26.01.2008 - 00:00 | Son Güncellenme:
Duvarlardaki saksılardan sakız sardunyalarının sarktığı, ışıklı, iç açıcı bir avlu... Akdeniz güneşiyle aydınlanan bir Endülüs evi. Bir çeşme, kırık dökük bir at arabası var... Önde de upuzun beyaz saçlı, renkli tokalar, incik boncuklarla süslü, “dilek ağacı” gibi bir kadın... Maria Josefa. Oyunun “meczubu”, aynı zamanda dillendirilemeyen bütün gizli arzuların sözcüsü.

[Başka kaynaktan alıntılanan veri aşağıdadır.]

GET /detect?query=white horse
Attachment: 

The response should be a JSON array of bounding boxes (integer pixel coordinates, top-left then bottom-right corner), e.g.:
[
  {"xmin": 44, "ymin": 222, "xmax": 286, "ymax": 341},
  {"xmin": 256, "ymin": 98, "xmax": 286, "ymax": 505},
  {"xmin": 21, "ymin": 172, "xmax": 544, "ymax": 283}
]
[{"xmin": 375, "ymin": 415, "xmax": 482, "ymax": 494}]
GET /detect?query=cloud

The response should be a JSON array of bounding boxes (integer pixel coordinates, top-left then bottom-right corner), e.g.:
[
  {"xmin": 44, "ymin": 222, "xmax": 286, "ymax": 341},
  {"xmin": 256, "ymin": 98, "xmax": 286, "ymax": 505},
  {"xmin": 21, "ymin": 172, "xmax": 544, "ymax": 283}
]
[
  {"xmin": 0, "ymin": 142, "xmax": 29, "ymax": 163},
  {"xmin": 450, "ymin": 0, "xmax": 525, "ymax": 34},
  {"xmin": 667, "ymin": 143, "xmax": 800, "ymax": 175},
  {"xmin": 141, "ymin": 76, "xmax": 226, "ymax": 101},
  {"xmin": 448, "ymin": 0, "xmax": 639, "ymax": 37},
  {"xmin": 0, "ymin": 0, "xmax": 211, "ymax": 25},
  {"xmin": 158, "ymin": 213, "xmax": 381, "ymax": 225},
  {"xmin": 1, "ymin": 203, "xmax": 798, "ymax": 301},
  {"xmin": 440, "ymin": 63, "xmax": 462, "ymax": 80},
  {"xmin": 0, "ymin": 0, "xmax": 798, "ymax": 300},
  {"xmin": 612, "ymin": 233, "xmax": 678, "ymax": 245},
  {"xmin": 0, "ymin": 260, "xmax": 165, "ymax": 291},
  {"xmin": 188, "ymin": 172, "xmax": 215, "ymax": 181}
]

Burası Bernarda Alba’nın evi. İspanyol edebiyatının önde gelen temsilcilerinden Federico Garcia Lorca’nın 72 yıl önce “inşa ettiği” bir ev: Esnemez törelerin, toplumsal ve dini baskıların “kale”si. Lorca’nın “Kanlı Düğün” ve “Yerma”yla başlayan ünlü “üçleme”sinin son halkası ve aynı zamanda faşistlerce öldürülmeden kısa süre önce yazdığı son oyunu.

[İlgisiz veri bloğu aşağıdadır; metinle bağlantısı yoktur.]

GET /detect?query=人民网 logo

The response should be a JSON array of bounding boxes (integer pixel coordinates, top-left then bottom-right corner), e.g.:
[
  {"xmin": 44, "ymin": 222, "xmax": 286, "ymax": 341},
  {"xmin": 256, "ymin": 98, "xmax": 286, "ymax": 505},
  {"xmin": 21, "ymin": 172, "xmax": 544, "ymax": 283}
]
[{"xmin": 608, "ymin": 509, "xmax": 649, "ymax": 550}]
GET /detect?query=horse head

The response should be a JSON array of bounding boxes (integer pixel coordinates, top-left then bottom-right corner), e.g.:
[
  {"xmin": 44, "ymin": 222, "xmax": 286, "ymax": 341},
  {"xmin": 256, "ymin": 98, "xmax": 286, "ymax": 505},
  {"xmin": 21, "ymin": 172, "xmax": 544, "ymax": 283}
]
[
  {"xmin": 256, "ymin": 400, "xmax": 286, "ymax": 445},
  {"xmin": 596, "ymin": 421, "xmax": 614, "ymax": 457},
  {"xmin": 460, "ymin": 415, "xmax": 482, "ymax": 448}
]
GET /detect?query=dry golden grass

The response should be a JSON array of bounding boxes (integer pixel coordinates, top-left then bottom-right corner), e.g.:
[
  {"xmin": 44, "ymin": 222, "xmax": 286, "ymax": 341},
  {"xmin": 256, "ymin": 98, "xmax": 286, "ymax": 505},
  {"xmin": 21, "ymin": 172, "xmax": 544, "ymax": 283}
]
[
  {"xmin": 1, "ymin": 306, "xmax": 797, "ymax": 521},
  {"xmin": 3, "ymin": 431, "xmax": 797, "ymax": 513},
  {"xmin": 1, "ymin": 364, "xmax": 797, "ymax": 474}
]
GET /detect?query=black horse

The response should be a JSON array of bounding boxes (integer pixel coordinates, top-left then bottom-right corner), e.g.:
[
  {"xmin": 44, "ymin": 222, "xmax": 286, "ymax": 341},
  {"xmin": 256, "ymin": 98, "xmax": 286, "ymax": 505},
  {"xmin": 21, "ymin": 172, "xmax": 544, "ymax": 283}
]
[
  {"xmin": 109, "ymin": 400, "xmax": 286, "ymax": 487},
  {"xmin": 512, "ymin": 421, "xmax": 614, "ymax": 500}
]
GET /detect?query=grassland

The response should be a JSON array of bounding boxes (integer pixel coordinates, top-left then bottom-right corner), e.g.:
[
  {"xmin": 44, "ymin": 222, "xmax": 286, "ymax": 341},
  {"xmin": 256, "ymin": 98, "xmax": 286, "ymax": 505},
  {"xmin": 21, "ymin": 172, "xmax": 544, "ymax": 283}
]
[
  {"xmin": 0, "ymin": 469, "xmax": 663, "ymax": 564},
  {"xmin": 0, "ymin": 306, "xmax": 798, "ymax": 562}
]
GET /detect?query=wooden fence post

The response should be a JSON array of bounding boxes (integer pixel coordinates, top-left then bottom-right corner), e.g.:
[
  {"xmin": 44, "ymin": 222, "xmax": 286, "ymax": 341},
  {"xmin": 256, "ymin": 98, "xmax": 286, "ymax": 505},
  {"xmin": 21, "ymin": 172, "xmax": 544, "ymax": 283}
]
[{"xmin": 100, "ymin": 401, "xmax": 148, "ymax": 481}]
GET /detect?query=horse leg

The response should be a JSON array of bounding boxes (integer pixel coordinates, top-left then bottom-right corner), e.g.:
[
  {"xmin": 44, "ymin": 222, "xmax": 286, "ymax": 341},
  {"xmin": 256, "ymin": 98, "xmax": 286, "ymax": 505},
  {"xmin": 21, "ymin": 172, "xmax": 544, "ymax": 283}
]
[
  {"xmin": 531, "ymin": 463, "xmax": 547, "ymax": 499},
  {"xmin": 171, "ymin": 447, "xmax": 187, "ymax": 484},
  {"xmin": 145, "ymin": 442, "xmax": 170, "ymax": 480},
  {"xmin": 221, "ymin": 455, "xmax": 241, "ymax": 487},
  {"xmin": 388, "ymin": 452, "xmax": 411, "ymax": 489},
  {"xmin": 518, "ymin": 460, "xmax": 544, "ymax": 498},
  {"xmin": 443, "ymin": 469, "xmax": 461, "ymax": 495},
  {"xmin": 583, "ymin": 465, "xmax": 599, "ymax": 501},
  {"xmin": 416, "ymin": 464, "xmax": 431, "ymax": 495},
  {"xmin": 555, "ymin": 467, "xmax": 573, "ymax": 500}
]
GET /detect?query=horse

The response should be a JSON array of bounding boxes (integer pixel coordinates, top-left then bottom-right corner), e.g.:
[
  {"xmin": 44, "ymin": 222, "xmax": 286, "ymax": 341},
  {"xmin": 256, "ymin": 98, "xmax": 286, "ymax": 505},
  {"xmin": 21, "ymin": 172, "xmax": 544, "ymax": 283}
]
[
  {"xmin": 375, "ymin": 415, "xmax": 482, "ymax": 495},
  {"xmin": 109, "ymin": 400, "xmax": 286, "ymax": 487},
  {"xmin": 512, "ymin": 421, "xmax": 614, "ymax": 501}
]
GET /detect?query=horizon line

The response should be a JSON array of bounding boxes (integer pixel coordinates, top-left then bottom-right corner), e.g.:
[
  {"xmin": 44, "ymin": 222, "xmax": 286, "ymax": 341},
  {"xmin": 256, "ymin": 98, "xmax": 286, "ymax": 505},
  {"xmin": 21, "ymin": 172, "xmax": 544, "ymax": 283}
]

İstanbul Şehir Tiyatroları’nda, yetenekli oyuncu ve yönetmen Engin Alkan’ın rejisiyle sahneleniyor “Bernarda Alba’nın Evi.” Lorca’nın İspanyol köylü kadınlarının kıstırılmış, trajik yaşamlarını anlatmak üzere kurguladığı oyunun evrenselliği ve ölümsüzlüğü iç acıtıcı.
Delidir, ne dese yeridir
Aralarında pek de şefkatli bir ilişki olmayan kızkardeşlerin her biri diğerine diş bilerken, en genç ve güzelleri olan Adela, Pepe’ye olan tutkusunun “kurbanı” oluyor.
Çünkü, oyunda çeşitli vesilelerle vurgulandığı gibi, arzularına gem vuramayan kadının sonu feci olacaktır.

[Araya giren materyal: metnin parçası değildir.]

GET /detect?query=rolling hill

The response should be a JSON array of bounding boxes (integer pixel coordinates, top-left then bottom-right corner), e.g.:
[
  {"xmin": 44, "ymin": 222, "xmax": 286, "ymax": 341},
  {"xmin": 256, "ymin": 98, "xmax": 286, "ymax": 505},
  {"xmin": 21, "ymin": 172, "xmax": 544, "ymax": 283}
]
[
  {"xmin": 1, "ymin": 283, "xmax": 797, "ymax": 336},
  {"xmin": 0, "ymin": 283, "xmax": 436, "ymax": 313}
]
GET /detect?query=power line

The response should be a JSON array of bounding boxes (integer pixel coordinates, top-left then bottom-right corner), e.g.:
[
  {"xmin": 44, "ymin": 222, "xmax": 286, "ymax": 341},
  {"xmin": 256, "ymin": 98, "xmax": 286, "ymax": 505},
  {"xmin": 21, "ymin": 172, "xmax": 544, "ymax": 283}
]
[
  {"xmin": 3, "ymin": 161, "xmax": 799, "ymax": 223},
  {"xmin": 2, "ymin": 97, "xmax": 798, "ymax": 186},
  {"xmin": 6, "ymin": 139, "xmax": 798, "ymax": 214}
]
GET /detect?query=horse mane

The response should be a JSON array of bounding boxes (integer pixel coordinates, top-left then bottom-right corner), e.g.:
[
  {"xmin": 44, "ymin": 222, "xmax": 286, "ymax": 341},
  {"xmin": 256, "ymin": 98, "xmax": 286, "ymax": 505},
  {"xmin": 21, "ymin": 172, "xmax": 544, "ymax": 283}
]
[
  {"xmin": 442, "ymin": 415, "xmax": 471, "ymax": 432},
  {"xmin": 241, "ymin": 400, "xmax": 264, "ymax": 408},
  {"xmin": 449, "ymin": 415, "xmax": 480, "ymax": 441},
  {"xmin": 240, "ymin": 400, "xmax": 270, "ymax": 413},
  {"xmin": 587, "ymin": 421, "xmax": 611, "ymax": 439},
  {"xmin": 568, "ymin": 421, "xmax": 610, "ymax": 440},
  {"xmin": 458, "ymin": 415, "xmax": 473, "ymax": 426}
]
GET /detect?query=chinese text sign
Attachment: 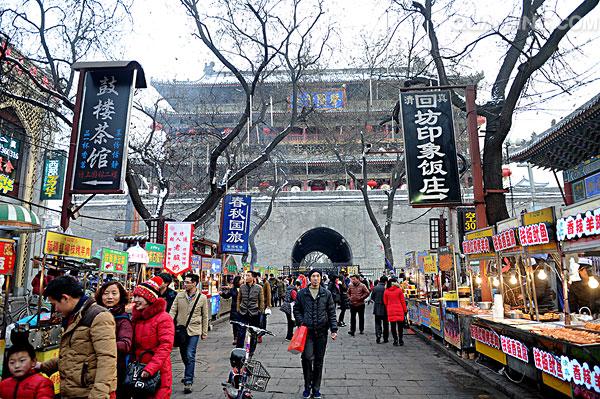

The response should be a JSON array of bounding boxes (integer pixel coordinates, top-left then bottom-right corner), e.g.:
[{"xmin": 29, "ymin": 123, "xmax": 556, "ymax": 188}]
[
  {"xmin": 73, "ymin": 68, "xmax": 135, "ymax": 193},
  {"xmin": 0, "ymin": 134, "xmax": 21, "ymax": 197},
  {"xmin": 43, "ymin": 231, "xmax": 92, "ymax": 259},
  {"xmin": 220, "ymin": 194, "xmax": 252, "ymax": 254},
  {"xmin": 40, "ymin": 151, "xmax": 66, "ymax": 200},
  {"xmin": 164, "ymin": 222, "xmax": 194, "ymax": 276},
  {"xmin": 101, "ymin": 248, "xmax": 128, "ymax": 274},
  {"xmin": 400, "ymin": 90, "xmax": 461, "ymax": 206}
]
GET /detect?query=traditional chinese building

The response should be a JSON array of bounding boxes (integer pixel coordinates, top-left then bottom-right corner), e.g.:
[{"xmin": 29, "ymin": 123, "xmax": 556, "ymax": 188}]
[
  {"xmin": 0, "ymin": 42, "xmax": 53, "ymax": 292},
  {"xmin": 151, "ymin": 65, "xmax": 480, "ymax": 193}
]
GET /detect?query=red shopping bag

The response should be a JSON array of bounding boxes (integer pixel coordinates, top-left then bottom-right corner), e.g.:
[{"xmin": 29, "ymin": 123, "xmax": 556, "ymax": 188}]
[{"xmin": 287, "ymin": 325, "xmax": 308, "ymax": 354}]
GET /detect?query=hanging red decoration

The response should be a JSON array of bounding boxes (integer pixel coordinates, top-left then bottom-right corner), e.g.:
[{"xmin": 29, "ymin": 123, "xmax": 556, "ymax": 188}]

Bir tek anneanne Maria Josefa haykırabilir kızların bastırılmış duygularını, ama o da “delidir” zaten, ne dese yeridir... Susturulamasa da kapatılır, komşuların görmeyeceği şekilde üzerine kilit vurulur.
“Bernarda Alba’nın Evi”, Franco rejiminin, yaklaşan çizme seslerinin boğucu atmosferini bir eve sığdırıyor. Kızları üzerinde kurduğu diktatörlükle özelde Franco’yla, genelde tüm iktidar sahipleriyle özdeşleştiriliyor oyunun ana karakteri Bernarda. Tüm ataerkil değerlerin, “Kadının yeri evidir” diyen baskıcı törelerin, şiddetin temsilcisi.
Oyunu Katolik öğelerden mümkün olduğunca arındırarak bağnazlığın evrenselliğinin altını çizmeyi seçen Engin Alkan, kasvetli olmasıyla bilinen “Bernarda Alba”dan alışılmışın dışında dinamik, renkli bir oyun çıkarma yoluna gitmiş. İyi de etmiş, din baskısı-tör-askeri rejim kıskacında sıkışmış insanların öyküsü zaten yeterince boğucu ve 'tanıdık’.